Figure 4: Computing the hidden state in an LSTM model.

Gated Recurrent Units (GRUs)

As RNNs and particularly the LSTM architecture gained popularity during the 2010s, researchers sought simplified architectures that retained the core concepts of internal state and gating mechanisms but with faster computation. The gated recurrent unit (GRU) proposed by Cho et al. is one such architecture, offering a streamlined version of the LSTM that achieves comparable performance but is computationally faster.

Reset Gate and Update Gate In GRUs, the LSTM’s three gates are replaced by two:

Reset Gate: Controls how much of the previous state is retained.
Update Gate: Determines how much of the new state is derived from the old state.

Both gates use sigmoid activation functions, ensuring their values lie in the range \((0, 1)\).
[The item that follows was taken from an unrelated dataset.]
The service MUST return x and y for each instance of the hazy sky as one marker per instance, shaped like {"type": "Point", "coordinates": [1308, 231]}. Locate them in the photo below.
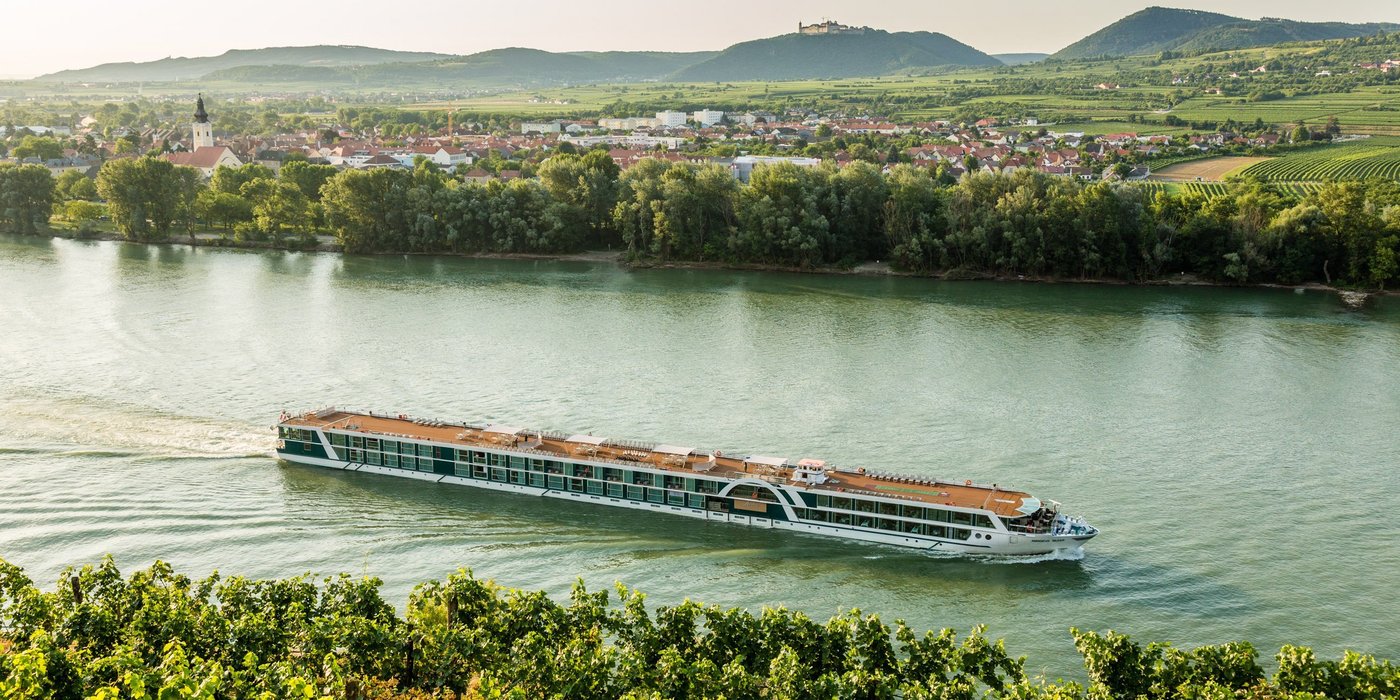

Fig. 5 illustrates the inputs for both gates, which include the input of the current time step and the hidden state of the previous time step.

Figure 5: Computing the reset gate and the update gate in a GRU model.

Mathematics: For a given time step \(t\), let:

\(\mathbf{X}_t \in \mathbb{R}^{n \times d}\) be the input (batch size \(n\), input features \(d\)),
\(\mathbf{H}_{t-1} \in \mathbb{R}^{n \times h}\) be the hidden state (hidden units \(h\)).

The gates are computed as:

\[\begin{aligned} \mathbf{R}_t &= \sigma(\mathbf{X}_t \mathbf{W}_{\textrm{xr}} + \mathbf{H}_{t-1} \mathbf{W}_{\textrm{hr}} + \mathbf{b}_\textrm{r}),\\ \mathbf{Z}_t &= \sigma(\mathbf{X}_t \mathbf{W}_{\textrm{xz}} + \mathbf{H}_{t-1} \mathbf{W}_{\textrm{hz}} + \mathbf{b}_\textrm{z}), \end{aligned}\]

where:

\(\mathbf{W}_{\textrm{xr}}, \mathbf{W}_{\textrm{xz}} \in \mathbb{R}^{d \times h}\) and \(\mathbf{W}_{\textrm{hr}}, \mathbf{W}_{\textrm{hz}} \in \mathbb{R}^{h \times h}\) are weights,
\(\mathbf{b}_\textrm{r}, \mathbf{b}_\textrm{z} \in \mathbb{R}^{1 \times h}\) are biases.

Candidate Hidden State The reset gate integrates with the computation of the candidate hidden state \(\tilde{\mathbf{H}}_t \in \mathbb{R}^{n \times h}\):

\[\tilde{\mathbf{H}}_t = \tanh(\mathbf{X}_t \mathbf{W}_{\textrm{xh}} + (\mathbf{R}_t \odot \mathbf{H}_{t-1}) \mathbf{W}_{\textrm{hh}} + \mathbf{b}_\textrm{h}),\]

where:

\(\mathbf{W}_{\textrm{xh}} \in \mathbb{R}^{d \times h}\) and \(\mathbf{W}_{\textrm{hh}} \in \mathbb{R}^{h \times h}\) are weights,
\(\mathbf{b}_\textrm{h} \in \mathbb{R}^{1 \times h}\) is the bias,
\(\odot\) represents elementwise multiplication (Hadamard product).

Fig.6 shows the computational flow for the candidate hidden state.

Figure 6: Computing the candidate hidden state in a GRU model.

Hidden State Finally, the update gate \(\mathbf{Z}_t\) determines the balance between the old hidden state \(\mathbf{H}_{t-1}\) and the candidate hidden state \(\tilde{\mathbf{H}}_t\):

\[\mathbf{H}_t = \mathbf{Z}_t \odot \mathbf{H}_{t-1} + (1 - \mathbf{Z}_t) \odot \tilde{\mathbf{H}}_t.\]

Fig.7 illustrates this process.

Figure 7: Computing the hidden state in a GRU model.

Summary GRUs provide two key mechanisms:

Reset Gate: Helps capture short-term dependencies by resetting the hidden state.
Update Gate: Helps capture long-term dependencies by balancing new and old information.